The foundation of this bread is bread flour, providing the structure and chew that we all love in a good loaf. Adding rye flour introduces a touch of nuttiness and a slightly denser texture. Our star, the sourdough starter, is what gives this bread its tang and helps it rise. Water ties everything together, while a bit of honey adds a subtle sweetness to balance the sour. Caraway seeds bring a warm, aromatic note that pairs beautifully with rye. Finally, a sprinkle of salt enhances all these flavors.
This bread makes an excellent base for an open-faced Reuben sandwich or a classic BLT. Toast it and top with smashed avocado and a sprinkle of chili flakes for a quick, delicious breakfast. For an indulgent treat, pair it with a rich, creamy soup.
Start by combining the bread flour, rye flour, and caraway seeds in a large mixing bowl. This dry mix will be the base of your dough. Next, add the sourdough starter, room temperature water, and honey to the dry ingredients. Mix it all together until you get a shaggy dough. It doesn’t need to be smooth at this point; just make sure there are no dry patches of flour.
Cover the bowl with a damp cloth and let it rest for 30 minutes. This rest period, known as autolyse, helps the flour absorb the water and begins gluten development. After resting, sprinkle the salt over the dough. It might feel counterintuitive to add the salt later, but this helps in the initial gluten formation without interference. Now, knead the dough using a stretch-and-fold method for about 5 minutes until it becomes smooth. This technique is gentle yet effective, supporting the dough’s structure.
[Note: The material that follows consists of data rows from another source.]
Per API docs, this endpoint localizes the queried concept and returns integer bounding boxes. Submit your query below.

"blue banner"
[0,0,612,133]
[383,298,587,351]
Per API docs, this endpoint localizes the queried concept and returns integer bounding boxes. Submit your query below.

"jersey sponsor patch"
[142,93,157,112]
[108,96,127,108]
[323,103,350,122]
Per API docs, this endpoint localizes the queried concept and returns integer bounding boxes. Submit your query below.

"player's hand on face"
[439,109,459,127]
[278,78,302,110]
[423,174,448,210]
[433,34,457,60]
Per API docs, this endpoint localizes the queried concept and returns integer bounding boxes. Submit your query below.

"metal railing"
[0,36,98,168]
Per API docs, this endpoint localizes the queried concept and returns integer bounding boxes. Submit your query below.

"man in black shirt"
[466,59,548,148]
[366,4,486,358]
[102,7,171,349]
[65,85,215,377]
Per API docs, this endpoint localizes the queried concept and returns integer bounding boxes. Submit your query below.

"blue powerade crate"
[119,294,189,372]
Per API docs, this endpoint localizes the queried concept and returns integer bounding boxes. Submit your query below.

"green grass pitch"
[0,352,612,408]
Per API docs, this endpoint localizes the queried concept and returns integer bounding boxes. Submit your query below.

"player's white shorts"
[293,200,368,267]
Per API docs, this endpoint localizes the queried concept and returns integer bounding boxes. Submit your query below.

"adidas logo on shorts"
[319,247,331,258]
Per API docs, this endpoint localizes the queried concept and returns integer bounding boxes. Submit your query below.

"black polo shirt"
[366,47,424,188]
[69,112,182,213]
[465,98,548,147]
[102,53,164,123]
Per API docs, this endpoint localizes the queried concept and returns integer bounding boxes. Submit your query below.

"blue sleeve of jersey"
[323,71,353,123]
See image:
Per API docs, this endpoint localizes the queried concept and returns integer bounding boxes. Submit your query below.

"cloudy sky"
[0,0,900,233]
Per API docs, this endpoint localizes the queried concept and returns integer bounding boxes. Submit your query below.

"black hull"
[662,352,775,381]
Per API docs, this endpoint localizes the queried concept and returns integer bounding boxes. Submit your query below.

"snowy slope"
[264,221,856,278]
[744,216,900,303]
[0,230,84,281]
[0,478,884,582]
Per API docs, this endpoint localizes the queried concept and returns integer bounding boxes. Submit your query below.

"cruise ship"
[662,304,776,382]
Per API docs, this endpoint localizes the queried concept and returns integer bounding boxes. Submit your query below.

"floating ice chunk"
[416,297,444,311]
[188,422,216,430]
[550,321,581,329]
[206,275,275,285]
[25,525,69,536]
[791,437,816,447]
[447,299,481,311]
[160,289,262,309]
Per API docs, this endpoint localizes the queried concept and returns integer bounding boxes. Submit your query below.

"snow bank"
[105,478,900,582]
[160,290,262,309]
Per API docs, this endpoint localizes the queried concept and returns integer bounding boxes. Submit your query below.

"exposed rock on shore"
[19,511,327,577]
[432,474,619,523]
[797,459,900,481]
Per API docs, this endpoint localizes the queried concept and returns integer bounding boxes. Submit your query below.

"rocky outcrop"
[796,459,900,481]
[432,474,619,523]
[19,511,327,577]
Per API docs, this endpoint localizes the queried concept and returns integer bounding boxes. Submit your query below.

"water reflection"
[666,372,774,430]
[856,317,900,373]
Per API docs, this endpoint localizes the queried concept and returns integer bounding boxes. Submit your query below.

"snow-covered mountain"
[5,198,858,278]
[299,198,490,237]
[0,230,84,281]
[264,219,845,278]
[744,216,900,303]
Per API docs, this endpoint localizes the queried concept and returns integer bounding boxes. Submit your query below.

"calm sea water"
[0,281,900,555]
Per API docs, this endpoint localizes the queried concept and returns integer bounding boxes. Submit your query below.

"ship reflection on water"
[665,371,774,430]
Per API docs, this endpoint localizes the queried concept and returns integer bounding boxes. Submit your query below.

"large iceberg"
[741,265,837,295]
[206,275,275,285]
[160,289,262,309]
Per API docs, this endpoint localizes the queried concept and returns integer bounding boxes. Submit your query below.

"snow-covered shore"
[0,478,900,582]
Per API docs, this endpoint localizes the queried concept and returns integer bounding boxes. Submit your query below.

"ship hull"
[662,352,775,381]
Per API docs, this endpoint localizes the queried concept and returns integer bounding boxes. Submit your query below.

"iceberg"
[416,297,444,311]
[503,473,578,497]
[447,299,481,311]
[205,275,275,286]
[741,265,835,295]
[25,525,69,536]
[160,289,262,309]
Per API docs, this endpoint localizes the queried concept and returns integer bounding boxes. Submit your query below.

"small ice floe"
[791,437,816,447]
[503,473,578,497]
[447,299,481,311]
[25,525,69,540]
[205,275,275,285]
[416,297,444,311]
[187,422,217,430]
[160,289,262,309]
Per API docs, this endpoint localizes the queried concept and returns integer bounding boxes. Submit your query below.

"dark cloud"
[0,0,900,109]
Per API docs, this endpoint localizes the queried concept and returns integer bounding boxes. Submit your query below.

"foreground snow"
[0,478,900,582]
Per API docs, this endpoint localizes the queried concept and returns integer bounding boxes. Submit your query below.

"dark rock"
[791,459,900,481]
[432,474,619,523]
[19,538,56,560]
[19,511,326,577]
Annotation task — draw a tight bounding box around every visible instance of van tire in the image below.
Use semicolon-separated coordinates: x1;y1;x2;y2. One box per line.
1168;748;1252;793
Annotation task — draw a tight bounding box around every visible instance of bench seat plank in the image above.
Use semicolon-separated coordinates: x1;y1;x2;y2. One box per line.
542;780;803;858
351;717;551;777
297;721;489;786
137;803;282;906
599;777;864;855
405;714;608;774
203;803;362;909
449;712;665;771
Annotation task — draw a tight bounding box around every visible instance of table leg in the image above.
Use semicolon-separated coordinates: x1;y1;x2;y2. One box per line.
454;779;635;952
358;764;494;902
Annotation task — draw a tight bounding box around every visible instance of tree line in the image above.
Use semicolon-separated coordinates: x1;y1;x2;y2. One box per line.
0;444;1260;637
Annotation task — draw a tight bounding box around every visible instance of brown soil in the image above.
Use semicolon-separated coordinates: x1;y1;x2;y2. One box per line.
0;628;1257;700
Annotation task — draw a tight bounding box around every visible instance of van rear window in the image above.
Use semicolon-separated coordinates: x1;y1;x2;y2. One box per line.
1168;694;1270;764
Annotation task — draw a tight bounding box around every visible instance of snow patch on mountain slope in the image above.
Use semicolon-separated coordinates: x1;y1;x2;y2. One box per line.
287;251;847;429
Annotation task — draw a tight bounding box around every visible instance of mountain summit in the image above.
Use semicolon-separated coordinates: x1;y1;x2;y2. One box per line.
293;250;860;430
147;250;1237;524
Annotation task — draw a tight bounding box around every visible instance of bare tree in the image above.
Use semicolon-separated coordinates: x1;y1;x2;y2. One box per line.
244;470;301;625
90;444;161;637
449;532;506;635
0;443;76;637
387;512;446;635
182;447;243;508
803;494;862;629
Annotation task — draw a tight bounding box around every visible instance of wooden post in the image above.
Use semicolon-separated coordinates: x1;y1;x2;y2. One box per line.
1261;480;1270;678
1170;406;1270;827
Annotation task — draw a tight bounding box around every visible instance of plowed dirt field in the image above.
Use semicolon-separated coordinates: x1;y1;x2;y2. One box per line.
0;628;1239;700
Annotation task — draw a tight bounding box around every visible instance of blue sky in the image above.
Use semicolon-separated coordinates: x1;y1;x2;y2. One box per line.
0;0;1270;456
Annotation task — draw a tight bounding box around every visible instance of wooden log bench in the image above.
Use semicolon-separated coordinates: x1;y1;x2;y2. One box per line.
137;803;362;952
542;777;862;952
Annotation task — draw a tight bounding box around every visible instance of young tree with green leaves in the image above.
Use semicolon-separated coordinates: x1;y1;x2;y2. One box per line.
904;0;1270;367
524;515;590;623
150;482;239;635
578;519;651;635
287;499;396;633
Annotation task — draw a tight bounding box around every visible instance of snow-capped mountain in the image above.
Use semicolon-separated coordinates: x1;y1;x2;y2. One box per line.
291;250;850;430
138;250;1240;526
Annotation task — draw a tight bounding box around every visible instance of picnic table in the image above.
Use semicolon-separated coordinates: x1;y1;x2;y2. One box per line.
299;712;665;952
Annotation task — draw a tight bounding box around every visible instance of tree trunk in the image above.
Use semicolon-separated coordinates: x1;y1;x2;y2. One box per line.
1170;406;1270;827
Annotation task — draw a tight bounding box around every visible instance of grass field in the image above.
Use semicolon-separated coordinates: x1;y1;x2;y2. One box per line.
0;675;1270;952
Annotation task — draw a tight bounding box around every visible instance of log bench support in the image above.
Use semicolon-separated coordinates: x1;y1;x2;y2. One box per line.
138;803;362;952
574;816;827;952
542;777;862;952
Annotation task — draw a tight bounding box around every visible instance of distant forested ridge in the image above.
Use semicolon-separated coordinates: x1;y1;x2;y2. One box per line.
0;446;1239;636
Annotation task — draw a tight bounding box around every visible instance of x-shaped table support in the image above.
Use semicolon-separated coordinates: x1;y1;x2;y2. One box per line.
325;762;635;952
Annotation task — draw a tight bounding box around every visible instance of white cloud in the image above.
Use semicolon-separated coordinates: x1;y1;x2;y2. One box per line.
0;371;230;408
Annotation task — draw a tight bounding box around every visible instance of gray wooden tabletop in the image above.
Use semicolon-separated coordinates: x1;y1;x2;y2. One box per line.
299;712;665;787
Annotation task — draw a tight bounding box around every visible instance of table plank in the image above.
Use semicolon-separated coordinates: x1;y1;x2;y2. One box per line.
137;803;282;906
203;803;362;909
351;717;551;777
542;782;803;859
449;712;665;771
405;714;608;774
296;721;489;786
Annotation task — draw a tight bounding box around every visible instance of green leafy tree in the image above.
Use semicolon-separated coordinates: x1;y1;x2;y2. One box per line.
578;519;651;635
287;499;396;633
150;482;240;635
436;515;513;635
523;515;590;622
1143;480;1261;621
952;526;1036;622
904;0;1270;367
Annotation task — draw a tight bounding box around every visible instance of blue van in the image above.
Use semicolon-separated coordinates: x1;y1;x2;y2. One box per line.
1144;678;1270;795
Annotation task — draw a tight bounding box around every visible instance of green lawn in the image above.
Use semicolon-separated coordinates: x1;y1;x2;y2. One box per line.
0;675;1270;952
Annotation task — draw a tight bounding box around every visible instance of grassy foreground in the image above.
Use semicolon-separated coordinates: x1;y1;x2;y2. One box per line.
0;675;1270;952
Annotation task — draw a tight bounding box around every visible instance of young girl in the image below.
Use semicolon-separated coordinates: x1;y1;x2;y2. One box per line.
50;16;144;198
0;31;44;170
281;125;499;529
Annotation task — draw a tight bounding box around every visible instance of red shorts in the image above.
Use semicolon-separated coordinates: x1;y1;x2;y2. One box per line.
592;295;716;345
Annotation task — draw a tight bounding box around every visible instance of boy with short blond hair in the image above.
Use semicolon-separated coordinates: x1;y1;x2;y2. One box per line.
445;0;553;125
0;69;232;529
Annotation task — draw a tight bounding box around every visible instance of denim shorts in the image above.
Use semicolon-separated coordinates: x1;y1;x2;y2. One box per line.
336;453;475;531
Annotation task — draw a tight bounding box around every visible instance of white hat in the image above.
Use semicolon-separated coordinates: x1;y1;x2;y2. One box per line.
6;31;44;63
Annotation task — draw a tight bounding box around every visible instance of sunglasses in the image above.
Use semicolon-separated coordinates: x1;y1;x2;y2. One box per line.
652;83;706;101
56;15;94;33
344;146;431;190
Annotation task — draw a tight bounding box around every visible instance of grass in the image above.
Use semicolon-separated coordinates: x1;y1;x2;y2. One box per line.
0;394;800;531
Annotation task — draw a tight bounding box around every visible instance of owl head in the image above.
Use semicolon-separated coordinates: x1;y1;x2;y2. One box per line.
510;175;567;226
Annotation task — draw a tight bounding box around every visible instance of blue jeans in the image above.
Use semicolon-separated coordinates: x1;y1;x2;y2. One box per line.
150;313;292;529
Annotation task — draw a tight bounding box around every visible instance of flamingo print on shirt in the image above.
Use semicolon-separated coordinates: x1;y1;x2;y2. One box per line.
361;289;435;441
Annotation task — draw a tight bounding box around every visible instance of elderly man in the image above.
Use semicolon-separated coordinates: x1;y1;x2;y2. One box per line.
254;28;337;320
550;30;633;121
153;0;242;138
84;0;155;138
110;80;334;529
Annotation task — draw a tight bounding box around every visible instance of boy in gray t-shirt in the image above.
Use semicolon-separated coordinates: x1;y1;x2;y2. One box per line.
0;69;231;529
Place the dough in a greased bowl, cover it, and let it rise for 4-6 hours, or until it doubles in size. This rise time can vary depending on room temperature and the activity of your starter. Once doubled, gently shape the dough into a loaf and place it into a well-floured banneton. Cover it again and let it rise for another 1-2 hours.
Preheat your oven to 450°F (232°C), and place a Dutch oven inside to heat up. When your dough is ready, carefully transfer it to the hot Dutch oven. Score the top with a sharp knife or razor blade to allow it to expand during baking. Bake covered for 20 minutes, then remove the lid and bake for an additional 25 minutes until the crust is a deep golden brown.
Once baked, remove the bread from the oven and let it cool on a wire rack. This cooling time allows the interior to set completely.